Noirs de France est une synthèse historique d’envergure : comment s’est passé le travail avec Pascal Blanchard ? Par quelles étapes êtes-vous passé ?
La rencontre entre Pascal et moi est tout d’abord celle d’un historien et d’un réalisateur de documentaire. Nos approches différentes nous ont permis de placer le projet là où nous voulions qu’il soit, à la croisée de l’histoire et du témoignage. Pour moi, comme pour Pascal, il s’agissait d’affirmer sans ambiguïté que l’histoire des Afro-antillais en France est partie intégrante de notre histoire nationale, avec toutes ses particularités, qu’elle est inscrite au cœur de notre histoire collective. Le fait que cette histoire soit encore mal connue, ou trop souvent absente de nos manuels d’histoire n’enlève rien à sa légitimité, ni à son importance. En même temps, l’histoire que nous racontons à travers ces trois films s’incarne dans des parcours de vie bien réels, ceux de millions de Français d’aujourd’hui et de leurs ancêtres, il me paraissait indispensable que la parole de certains de ces hommes et femmes émerge et soit au cœur de notre projet. Le travail en commun s’est déroulé sur plus d’un an et demi, entre l’écriture définitive du dossier et le montage des trois films. Dès le départ, nous avions décidé de tisser ensemble l’histoire politique, sociale et culturelle des Afro-Antillais vivant dans l’hexagone. Les étapes ont été nombreuses, des choix tout d’abord, constants. Nous ne prétendons pas avoir écrit l’histoire définitive de la France Noire depuis la fin du XIXe siècle, ce serait une illusion et prétentieux et puis tant reste à faire ! Par contre il nous paraissait important de dégager des cohérences dans cette longue histoire si diverse ; la longue lutte pour la citoyenneté et l’égalité, la recherche identitaire, les rapports de force entre majorité et minorité… En fait, nous avons cherché à baliser le terrain, en remettant à leur place les grandes dates, les événements majeurs et certaines des grandes voix de l’histoire afro-antillaise en France. Il y a urgence !

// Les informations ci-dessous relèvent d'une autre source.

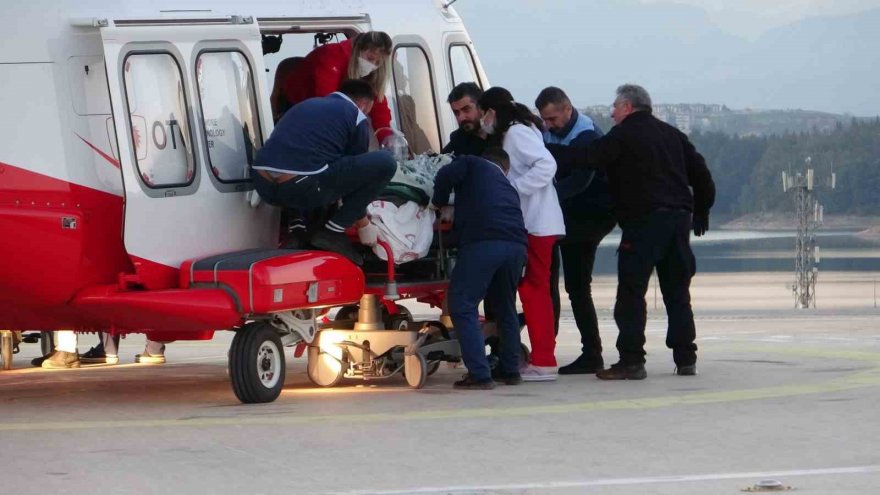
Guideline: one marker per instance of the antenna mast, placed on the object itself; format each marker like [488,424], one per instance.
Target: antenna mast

Quels ont été les choix douloureux nécessaires ? Quel récit avez-vous voulu faire ? Comment résumeriez-vous l’évolution de cette présence noire sur les trois époques ?
Dès l’écriture du projet j’ai souhaité rassembler au sein du même projet les présences en France hexagonale de populations noires d’origines très diverses, antillaise, réunionnaise, guyanaise mais aussi africaines. Je voulais que nos films résonnent dans la France d’aujourd’hui où des générations entières dont les parents viennent de toute la diaspora noire, naissent et grandissent sur le sol de France. Ces Français, quelles que soient leurs origines, sont souvent vus et perçus comme des Noirs avant toute autre chose et partagent ce que l’historien Pap Ndiaye décrit comme une « condition noire ». En se plongeant dans l’histoire on s’aperçoit que les parcours hexagonaux de ces différentes populations sont variés et distincts mais qu’ils se croisent en permanence, dans l’espace colonial, sur les champs de bataille, au sein des mouvements nègres de l’entre-deux-guerres, dans les cercles des intellectuels de la négritude, dans les mouvements migratoires des Trente Glorieuses… En mettant en forme ce siècle et demi d’histoire ce qui m’a vraiment frappé c’est que l’évolution de la présence afro-antillaise en hexagone n’est pas une courbe régulière, mathématique, exponentielle. Les flux et reflux de cette histoire sont saisissants, pensez qu’il y avait des dizaines de députés et de politiciens noirs et métis dans les années 50 et qu’il n’y a aujourd’hui plus qu’une seule parlementaire noire élue en Hexagone.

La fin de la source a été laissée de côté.